As you move up the Capital Stack, each investment group is less protected, hence greater risk, hence higher return expectations. At the top, Equity has the greatest risk and hence the highest expectation.

All this seems very basic but far too often investors forget to take into account the level at which they are investing and the appropriate risk. To best highlight this I like to use a Band of Investment Approach to compare investments. Below is a simple Band of Investment analysis for a $1,000,000 property:

Investment A

Investment Class

Amount % of Investment Desired Return Cap. Rate
Allocated to Class
Equity 200,000 20% X 10% 2%
Debt 800,000 80% X 5% 4%
Indicated Capitalization Rate 6%
Now let’s look at the same investment with much less debt because the 1st Lien lender is not willing to move up to the 80% level in the Capital Stack.
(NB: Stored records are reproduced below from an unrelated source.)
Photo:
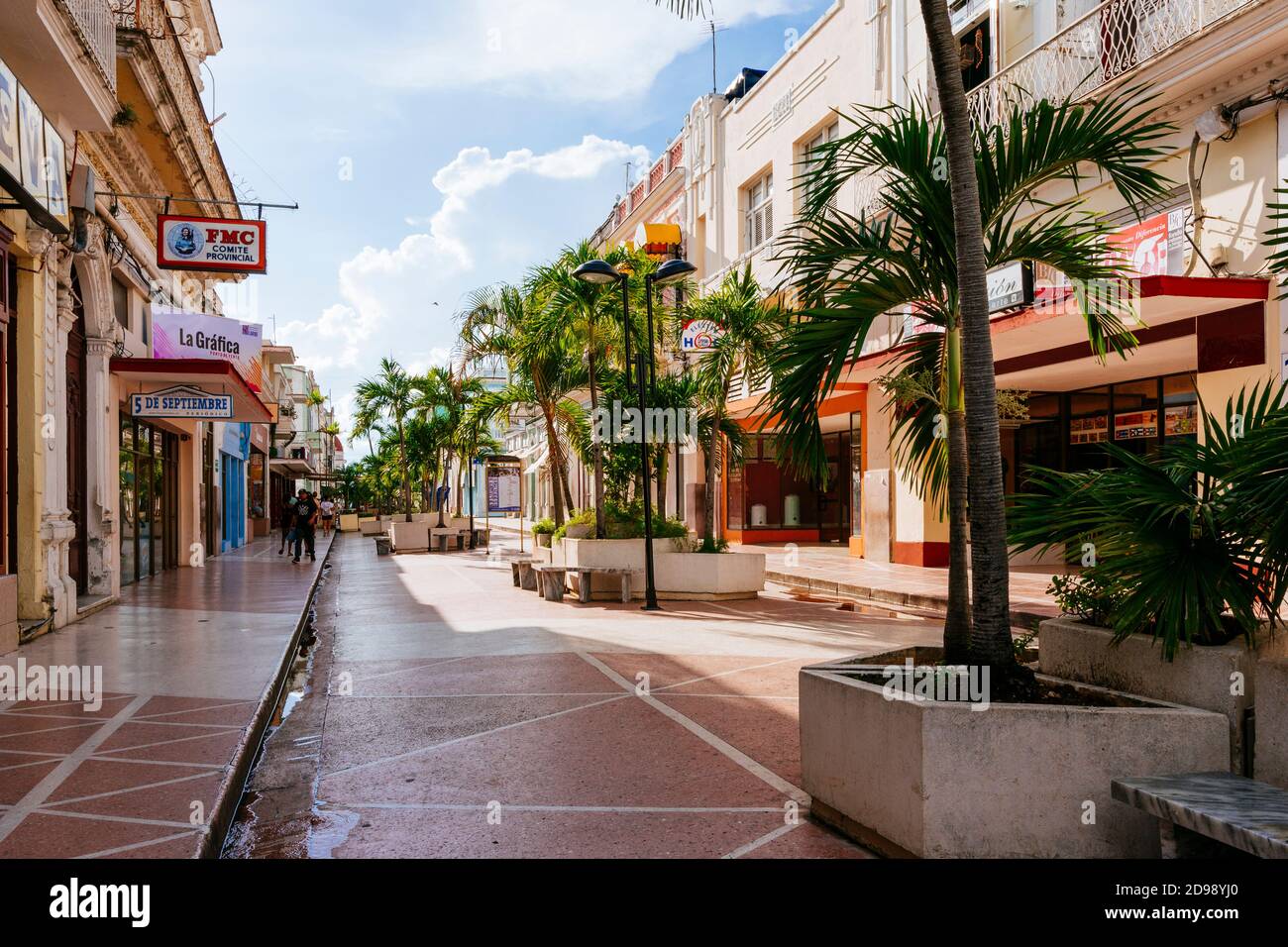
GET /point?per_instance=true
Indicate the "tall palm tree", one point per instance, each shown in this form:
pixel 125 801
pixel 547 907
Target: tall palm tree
pixel 390 394
pixel 849 270
pixel 751 333
pixel 583 308
pixel 515 322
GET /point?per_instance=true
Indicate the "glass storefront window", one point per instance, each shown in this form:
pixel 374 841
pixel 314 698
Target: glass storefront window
pixel 149 479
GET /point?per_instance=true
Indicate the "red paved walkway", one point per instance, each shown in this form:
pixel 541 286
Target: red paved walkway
pixel 454 715
pixel 185 659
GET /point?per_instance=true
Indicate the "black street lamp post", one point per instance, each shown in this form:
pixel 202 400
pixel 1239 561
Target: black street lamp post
pixel 601 273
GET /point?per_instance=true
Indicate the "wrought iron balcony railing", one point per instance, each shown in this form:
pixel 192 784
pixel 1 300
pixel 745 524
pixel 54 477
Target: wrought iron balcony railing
pixel 1099 48
pixel 94 24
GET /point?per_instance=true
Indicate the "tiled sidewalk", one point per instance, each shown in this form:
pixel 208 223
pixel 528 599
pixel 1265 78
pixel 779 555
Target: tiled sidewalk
pixel 187 659
pixel 451 714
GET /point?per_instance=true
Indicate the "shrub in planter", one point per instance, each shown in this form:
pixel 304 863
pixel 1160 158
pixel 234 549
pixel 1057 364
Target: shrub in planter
pixel 1189 547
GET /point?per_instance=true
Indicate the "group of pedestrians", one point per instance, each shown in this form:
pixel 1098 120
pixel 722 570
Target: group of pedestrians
pixel 300 517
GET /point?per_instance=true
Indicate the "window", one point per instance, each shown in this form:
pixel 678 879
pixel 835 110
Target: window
pixel 760 211
pixel 121 303
pixel 810 158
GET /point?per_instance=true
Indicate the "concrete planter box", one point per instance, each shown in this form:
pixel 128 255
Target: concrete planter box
pixel 940 780
pixel 612 554
pixel 1271 751
pixel 410 538
pixel 709 575
pixel 1201 677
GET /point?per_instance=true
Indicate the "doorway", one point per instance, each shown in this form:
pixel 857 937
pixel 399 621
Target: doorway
pixel 77 553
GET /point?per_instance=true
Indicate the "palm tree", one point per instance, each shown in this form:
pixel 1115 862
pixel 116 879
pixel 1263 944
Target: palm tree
pixel 390 395
pixel 850 270
pixel 515 324
pixel 751 331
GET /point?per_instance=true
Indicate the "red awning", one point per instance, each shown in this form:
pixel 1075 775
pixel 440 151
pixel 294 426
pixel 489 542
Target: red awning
pixel 213 375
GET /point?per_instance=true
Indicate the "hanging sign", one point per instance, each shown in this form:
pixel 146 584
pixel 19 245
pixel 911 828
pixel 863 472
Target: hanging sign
pixel 220 245
pixel 699 335
pixel 179 334
pixel 181 401
pixel 33 157
pixel 502 489
pixel 1010 286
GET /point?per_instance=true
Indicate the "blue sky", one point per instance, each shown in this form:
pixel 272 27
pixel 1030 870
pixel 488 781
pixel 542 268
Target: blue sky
pixel 445 146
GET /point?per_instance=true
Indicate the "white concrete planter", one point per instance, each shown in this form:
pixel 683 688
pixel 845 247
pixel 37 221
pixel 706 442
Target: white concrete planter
pixel 410 538
pixel 612 554
pixel 1220 678
pixel 939 780
pixel 1271 757
pixel 709 575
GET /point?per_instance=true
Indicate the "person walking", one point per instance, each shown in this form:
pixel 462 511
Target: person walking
pixel 327 508
pixel 287 523
pixel 305 523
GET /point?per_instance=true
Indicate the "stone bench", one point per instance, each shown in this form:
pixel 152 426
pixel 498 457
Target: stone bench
pixel 441 536
pixel 553 579
pixel 1211 814
pixel 523 575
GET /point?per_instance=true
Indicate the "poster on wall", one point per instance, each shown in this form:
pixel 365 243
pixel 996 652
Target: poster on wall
pixel 33 157
pixel 9 123
pixel 207 244
pixel 502 489
pixel 1154 247
pixel 180 334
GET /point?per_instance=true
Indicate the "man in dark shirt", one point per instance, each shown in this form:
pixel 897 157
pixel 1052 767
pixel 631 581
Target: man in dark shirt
pixel 305 522
pixel 287 523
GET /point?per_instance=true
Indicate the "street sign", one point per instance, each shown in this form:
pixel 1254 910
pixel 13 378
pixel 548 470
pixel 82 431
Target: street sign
pixel 220 245
pixel 502 489
pixel 699 335
pixel 181 401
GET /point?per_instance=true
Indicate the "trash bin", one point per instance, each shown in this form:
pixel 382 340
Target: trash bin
pixel 791 510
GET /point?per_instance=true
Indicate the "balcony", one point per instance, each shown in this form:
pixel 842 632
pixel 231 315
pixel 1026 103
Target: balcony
pixel 1099 50
pixel 64 53
pixel 170 106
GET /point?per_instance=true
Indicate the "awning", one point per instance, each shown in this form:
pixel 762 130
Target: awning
pixel 657 239
pixel 210 375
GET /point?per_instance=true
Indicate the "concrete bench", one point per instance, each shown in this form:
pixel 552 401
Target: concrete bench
pixel 527 579
pixel 1211 814
pixel 441 538
pixel 514 570
pixel 554 577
The resulting analysis might look like this:

Investment B

Investment Class

Amount % of Investment Desired Return Cap. Rate
Allocated to Class
Equity 500,000 50% X 10% 5%
Debt 500,000 50% X 4% 2%
Indicated Capitalization Rate 7%
As you can see, this analysis assumes that you are only interested in getting a 10% return to your invested dollars regardless of the risk. The debt has reduced the 1st lien investor’s desired return since they now have moved down the Capital Stack and reduces their risk.

The question is which is the riskier investment? A or B

Capitalization analysis would tell you that since B has a 7% cap. rate, B is the riskier investment.

A better answer might lie in the following:

Investment Class

Amount % of Investment Desired Return Cap.Rate
Allocated to Class
Equity 200,000 20% X 10% 2%
Mezz. Position 300,000 30% X 7% 2.1%
Debt 500,000 50% X 4% 2%
Indicated Capitalization Rate 6.1%

Doing a little reverse math, the above analysis would indicate that for Investment B above, as an investor, you should be willing to accept less return for Investment B because part of your investment now is represented by your Mezz. Position.

Application of the Capital Stack in Investment Decision Making require an investor to establish their risk/reward equation first. Many of the investment structures in the middle of the Capital Stack have gradations of higher return with each level of additional risk.

The Capital Stack analysis can be segregated into many different investment classes. It is important that an investor understand how conditions such as recourse debt, environmental risk, property condition, etc… impact their position in the Capital Stack. At one extreme, an investor purchasing a single family rental with full personal recourse debt represents little difference from an all cash buyer since his/her investment represent the entire Capital Stack.